O ano de 2026 será dedicado  ao desenvolvimento do split payment, sistema que permitirá a segregação dos tributos no momento da liquidação financeira da operação. A implementação deve começar em 2027 de forma opcional e gradual.

“Não é intenção forçar ninguém. A gente entende que está todo mundo adaptando o sistema, inclusive nós, então não deve ter recolhimento agora”, afirmou o auditor fiscal.

Um dos focos de atenção é o desenho da plataforma governamental do split, onde o contribuinte vai consultar se tem ou não o crédito. Isso deve ser desenvolvido ao longo do próximo ano para que, em 2027, já esteja pronto para o recolhimento pelo adquirente.

A primeira etapa será aplicada nas transações entre empresas (B2B) para o recolhimento automático. A ideia é que essa fase seja facultativa, segundo Flores, porque “não sabe quais instituições financeiras estarão prontas para prestar esse serviço [aos seus clientes]”. Com isso, espera-se garantir tempo para os ajustes nos sistemas eletrônicos.

A partir do momento que for um padrão no mercado, o modelo passará a ser obrigatório para as operações B2B até que, por fim, seja expandido para vendas ao consumidor final (B2C).
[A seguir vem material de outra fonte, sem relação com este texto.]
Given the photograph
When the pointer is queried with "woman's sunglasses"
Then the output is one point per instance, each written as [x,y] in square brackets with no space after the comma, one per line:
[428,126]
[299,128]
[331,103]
As datas para essas fases não estão definidas, considerando que dependerão da adaptação do mercado e das instituições financeiras.

Regulamentação da LC 214

Há menos de 60 dias para 2026, o ano de testes da reforma tributária, cresce a expectativa com a regulamentação infralegal da Lei Complementar 214, que traz as regras gerais do IBS e da CBS, além de tratar dos regimes diferenciados, das reduções de alíquota e do Imposto Seletivo. De acordo com Marcos Flores, a expectativa é de que o texto seja publicado em breve, considerando o prazo exíguo, e ainda será submetido a consulta pública.